Supernumerary Digit

To Tie or Not to Tie: The Dilemma of the Supernumerary Digit

An 11-day-old African American boy was brought in for a well-baby visit. Pregnancy, labor, and delivery had been uncomplicated. He had bilateral ulnar supernumerary digits, which had been suture-ligated on day 2 of life. The digits had autoamputated, but necrotic stumps remained. His mother stated that he was irritable and cried whenever these remnants were touched. The necrotic stumps were removed in the office, under local anesthesia, with a scalpel.

Polydactyly—the presence of an extra finger or toe—is a common minor malformation. The frequency of polydactyly in African Americans is 13.9 per 1000 births; this is 9 times the frequency seen in US whites.1 Postaxial polydactyly (also called ulnar polydactyly) is the most common type and refers to duplication of the little finger. In type A postaxial polydactyly, the extra digit is fully developed. In type B postaxial polydactyly, the extra digit is rudimentary and pedunculated (Figure).2

The usual method of treating type B postaxial polydactyly in the newborn is suture ligation at the base of the pedicle, which produces necrosis and autoamputation. The most recent editions of 2 standard pediatric textbooks advise this approach.3,4

However, several treatment options are available for a neonate in whom type B postaxial polydactyly is discovered. These include:

  • No treatment (which is not really an option).
  • Suture ligation.
  • The use of local anesthesia and simple excision with scalpel or scissors.
  • Surgical division of the pedicle with attentive transection of the accessory digital nerve branches, followed by skin closure.

The Downside of Suture Ligation

Although suture ligation is simple to perform, it does have the potential for complications. Frieden and colleagues5 describe an infected ligated supernumerary digit, and one report mentions a necrosed digit that remained attached a month after ligation.2 A residual bump at the site of ligation was found in 43% of patients examined at an average of 20 months of age.2

Another possible complication of suture ligation is the development of an amputation neuroma at the ligation site.6-8 Leber and Gosain6 describe the operative and histological findings of neuroma in 3 children who had had 5 supernumerary digits ligated. Two of the patients presented with pain at the neuroma site. When the authors examined the parents and grandparents of children referred for treatment of supernumerary digits, they found at least 8 adults with sequelae of digit ligation. These adults, and an additional adult in another report,8 had at least 1 of the following in the vestigial remnant: "discomfort on pressing or hitting the remnant, . . . tingling, . . . and intermittent bleeding or ulceration." Leber and Gosain6 thus conclude that Òthe true incidence of neuroma formation following suture ligation of pedunculated supernumerary digits in infancy may be much higher than previously thought." Amputation neuromas arise, according to Leber and Gosain,6 because ligation does not properly treat the digital nerve that is always present in the supernumerary digit.

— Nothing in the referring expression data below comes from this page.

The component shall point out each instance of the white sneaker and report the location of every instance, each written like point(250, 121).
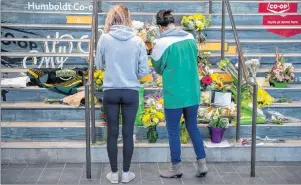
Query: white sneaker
point(127, 177)
point(113, 177)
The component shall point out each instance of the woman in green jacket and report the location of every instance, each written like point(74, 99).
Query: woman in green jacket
point(175, 58)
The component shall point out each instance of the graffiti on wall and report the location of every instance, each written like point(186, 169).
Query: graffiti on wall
point(46, 47)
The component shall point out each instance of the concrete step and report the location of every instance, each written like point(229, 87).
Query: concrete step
point(21, 152)
point(34, 93)
point(67, 131)
point(262, 72)
point(39, 111)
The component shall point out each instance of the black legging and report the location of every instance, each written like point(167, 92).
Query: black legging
point(127, 100)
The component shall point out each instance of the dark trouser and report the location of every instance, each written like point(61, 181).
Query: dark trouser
point(173, 117)
point(127, 101)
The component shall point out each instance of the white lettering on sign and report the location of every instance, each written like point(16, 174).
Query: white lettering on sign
point(56, 62)
point(278, 7)
point(59, 6)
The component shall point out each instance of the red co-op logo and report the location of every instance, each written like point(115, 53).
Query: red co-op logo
point(278, 7)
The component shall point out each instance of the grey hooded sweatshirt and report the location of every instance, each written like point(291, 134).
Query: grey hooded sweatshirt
point(123, 56)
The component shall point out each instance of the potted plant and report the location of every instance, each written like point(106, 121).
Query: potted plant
point(217, 126)
point(98, 79)
point(184, 135)
point(281, 73)
point(206, 80)
point(151, 117)
point(152, 32)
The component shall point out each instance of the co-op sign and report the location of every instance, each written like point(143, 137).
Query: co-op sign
point(278, 7)
point(59, 6)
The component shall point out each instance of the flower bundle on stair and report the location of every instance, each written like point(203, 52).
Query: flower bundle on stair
point(184, 135)
point(196, 23)
point(281, 73)
point(153, 115)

The authors explain why ligation predisposes to neuroma formation: "When nerve tissue is cut the Schwann cell-endoneural barrier is disrupted, allowing the axons to regenerate in a disorganized fashion. The regenerating axons are often surrounded by connective tissue, further disorganizing the regenerate. If a nerve lies too near the end of the stump . . . it is subject to repeated trauma from pressure, [and] friction. . . . This leads to increased edema and fibrosis of the nerve, leading to increased sensitivity." Thus, to prevent the development of amputation neuromas, one must avoid cutting or ligating a nerve at skin level.

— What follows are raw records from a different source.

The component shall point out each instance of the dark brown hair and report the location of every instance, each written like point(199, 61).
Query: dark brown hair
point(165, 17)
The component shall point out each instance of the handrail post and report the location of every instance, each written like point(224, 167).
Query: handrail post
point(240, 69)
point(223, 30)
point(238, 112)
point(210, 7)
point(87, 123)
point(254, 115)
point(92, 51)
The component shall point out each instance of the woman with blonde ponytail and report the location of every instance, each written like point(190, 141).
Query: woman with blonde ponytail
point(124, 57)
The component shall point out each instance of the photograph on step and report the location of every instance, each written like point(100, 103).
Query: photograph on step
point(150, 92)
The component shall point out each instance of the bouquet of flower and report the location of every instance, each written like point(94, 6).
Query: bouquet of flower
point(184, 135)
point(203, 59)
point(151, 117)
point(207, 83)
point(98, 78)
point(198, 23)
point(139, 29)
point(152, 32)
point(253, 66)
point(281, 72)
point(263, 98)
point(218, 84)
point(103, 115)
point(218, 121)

But What Type of Surgical Excision?
Leber and Gosain6 prefer the last of the above options: they recommend dissecting the nerve free from the surrounding tissue before transection and then placing traction on the nerve while transection is performed. They note that this method allows the nerve to retract into a bed of healthy soft tissue away from the surface of the amputated stump. In fact, they consider simple excision to have as much potential for complication as does ligation.

Growing Support for Surgical Excision Opinions
on the question of ligation versus surgical excision do appear to be shifting. A survey of 149 pediatricians and neonatologists in the United Kingdom revealed that 79% would refer a child with type B postaxial polydactyly to a hand surgeon, 15% would ligate, and 5% would use excision.9 We found 3 articles recommending primary surgical excision,6-8 as well as a similar statement in the recent (2009) American Academy of Pediatrics' textbook, Pediatric Primary Care.10 Another article advises caution in using ligation because of a "high rate of complications" (even though the complications referred to were most likely cosmetic).11 Frieden and colleagues5 advise using local anesthetic and iris scissors. Still, the only prospective study on the subject recommends suture ligation.2

Our View
We consider necrosis a poorly controllable surgical instrument. We cannot prove the superiority of local anesthetic and scalpel excision, but while we wait for a trial comparing treatment techniques, we suggest that clinicians use the latter approach. This obviates the need to perform the procedure in the operating room while eliminating the risk of infection that is always associated with tissue necrosis.